CHANG: One central idea that you confront is this false belief that who we become in life is some fixed person. You take that belief head-on. You realize that someone can change in the most fundamental ways - whether it be about who we love, our sexuality - and that a person can only know who she is at that one moment in time that she is in. And I love that idea. It resonates with me, too.

WIZENBERG: It's interesting because, you know, when I hear you describe it back to me, which you did so well, it sounds so groundless, right?

CHANG: Yeah.

WIZENBERG: It sounds like, well, what do we have to count on if at any given time we only know ourselves as well as we know ourselves that moment, right?

CHANG: Yeah. Yeah.

WIZENBERG: It sounds so groundless. And yet I find such relief in the thought that I don't have to expect myself to stay the same...

CHANG: Yes.

WIZENBERG: ...And also a great relief in acknowledging that the people close to me will keep changing, too. I think about this both as, you know, in romantic relationships and also in terms of my parenting. Of course we know our kids will change in fundamental ways. But what a relief to acknowledge that all we have to do is show up and know what we know now.

CHANG: And at the same time, though, there is a loss, right? Like, when you move from one idea of who you are to the next idea, there is a mourning for what you are giving up, isn't there?

WIZENBERG: Absolutely. I felt and I continue to feel waves of this - such sadness for, I think, the hope that my now-ex-husband and I had for our lives. And more than anything, I feel real sadness for what happens to that hope when it doesn't fit us anymore...

CHANG: Yeah.

WIZENBERG: ...Because we were very intentional, and we loved each other very much and wanted the best for each other. And the only comfort to me is that even though it's more complicated now, we still want the best for each other. And in many ways, we express that through the care and work that we put into raising a child as co-parents.

CHANG: So in this moment, how do you feel about the story of who you are right now and the story of who and your partner Ash are together right now?

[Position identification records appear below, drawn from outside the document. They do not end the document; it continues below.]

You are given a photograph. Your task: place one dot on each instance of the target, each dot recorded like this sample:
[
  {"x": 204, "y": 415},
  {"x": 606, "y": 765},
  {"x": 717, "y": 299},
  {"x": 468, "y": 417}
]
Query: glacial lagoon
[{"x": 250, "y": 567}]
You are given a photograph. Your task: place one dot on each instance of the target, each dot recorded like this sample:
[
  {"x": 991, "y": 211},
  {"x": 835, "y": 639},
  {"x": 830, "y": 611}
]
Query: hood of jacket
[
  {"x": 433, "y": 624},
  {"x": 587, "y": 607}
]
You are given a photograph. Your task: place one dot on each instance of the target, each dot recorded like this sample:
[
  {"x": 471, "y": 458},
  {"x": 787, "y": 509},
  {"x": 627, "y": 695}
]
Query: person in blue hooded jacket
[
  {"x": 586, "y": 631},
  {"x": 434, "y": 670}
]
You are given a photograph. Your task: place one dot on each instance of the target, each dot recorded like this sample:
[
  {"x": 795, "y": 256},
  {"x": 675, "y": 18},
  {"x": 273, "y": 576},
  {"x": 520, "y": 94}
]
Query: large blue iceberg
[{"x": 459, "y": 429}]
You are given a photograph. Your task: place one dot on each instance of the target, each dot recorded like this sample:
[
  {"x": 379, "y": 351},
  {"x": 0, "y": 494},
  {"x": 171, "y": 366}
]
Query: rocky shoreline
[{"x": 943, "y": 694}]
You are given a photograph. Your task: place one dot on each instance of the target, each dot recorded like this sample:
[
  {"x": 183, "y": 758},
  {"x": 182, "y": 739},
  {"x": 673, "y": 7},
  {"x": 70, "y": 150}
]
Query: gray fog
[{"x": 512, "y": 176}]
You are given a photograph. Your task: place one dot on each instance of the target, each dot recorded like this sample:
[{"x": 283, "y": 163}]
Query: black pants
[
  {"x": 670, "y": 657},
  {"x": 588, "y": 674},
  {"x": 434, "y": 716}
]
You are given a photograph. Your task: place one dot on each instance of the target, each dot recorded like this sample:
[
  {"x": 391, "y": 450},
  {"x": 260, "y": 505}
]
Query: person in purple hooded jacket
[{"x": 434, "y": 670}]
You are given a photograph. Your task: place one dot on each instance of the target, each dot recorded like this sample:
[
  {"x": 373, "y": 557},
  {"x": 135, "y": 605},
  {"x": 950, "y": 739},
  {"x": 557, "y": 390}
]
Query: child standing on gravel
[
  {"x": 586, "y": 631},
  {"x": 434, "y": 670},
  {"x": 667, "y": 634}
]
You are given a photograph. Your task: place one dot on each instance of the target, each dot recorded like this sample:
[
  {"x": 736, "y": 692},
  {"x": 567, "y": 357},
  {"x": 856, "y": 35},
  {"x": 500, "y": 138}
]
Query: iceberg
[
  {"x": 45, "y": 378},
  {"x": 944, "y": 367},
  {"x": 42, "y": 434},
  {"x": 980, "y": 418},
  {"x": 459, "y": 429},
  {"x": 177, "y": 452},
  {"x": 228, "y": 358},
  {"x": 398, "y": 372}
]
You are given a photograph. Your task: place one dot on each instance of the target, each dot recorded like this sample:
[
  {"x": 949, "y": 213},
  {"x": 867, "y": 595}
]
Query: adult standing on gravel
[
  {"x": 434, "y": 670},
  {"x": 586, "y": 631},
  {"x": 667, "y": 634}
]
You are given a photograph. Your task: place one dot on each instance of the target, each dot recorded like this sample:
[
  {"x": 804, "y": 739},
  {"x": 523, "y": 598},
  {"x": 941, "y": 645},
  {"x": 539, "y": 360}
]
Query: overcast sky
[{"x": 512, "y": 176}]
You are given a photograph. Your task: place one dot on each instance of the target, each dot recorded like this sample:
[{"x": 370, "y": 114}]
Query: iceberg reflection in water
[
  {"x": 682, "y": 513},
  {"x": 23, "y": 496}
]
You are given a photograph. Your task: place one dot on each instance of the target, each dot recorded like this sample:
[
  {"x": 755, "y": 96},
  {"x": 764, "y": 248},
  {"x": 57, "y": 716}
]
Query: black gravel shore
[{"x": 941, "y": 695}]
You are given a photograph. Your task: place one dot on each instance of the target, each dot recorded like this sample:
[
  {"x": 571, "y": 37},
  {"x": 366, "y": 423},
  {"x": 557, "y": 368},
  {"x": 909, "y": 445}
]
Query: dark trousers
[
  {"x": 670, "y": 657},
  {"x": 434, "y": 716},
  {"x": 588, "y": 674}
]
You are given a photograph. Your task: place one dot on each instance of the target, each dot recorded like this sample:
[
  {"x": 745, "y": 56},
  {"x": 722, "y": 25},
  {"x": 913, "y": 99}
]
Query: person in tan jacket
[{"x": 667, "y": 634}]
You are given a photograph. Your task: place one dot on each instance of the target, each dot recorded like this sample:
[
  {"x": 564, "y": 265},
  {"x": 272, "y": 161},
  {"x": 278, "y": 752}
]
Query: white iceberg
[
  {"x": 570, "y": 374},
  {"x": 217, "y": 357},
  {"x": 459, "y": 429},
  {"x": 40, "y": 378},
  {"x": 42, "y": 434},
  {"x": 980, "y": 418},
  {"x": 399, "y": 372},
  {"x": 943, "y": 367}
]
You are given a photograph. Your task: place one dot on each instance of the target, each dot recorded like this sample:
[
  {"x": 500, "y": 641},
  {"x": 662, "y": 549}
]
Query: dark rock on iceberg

WIZENBERG: Yeah. It's - so I'm now remarried, actually, to my partner Ash. And so Ash is now, you know, in the constellation, too. Our family constellation - it looks different now.

CHANG: Yeah.

WIZENBERG: And the three stars that I would think of are now me and Ash and June. But the thing is...

CHANG: Your daughter.

WIZENBERG: ...That Brandon is still there, too. Being married again, knowing what I know now, knowing how painful divorce is, knowing how changeable I am, how changeable my spouse might be...

CHANG: Right.

WIZENBERG: ...Somehow, even that unknowability feels better to me than pretending that everything is always going to stay the same. I would rather acknowledge that we are constantly shifting and get to work on how we choose to stay together anyway and how we grow together than pretend that we are fixed. I like the idea that we are supporting each other in growing in ways even if they scare us. It feels good to me to look the truth in the face and choose to hitch up our stars anyway.

CHANG: Molly Wizenberg's new book is called "The Fixed Stars."

Thank you so much for this book and for this conversation. I so enjoyed both.

WIZENBERG: Thank you so much. This was absolutely a pleasure.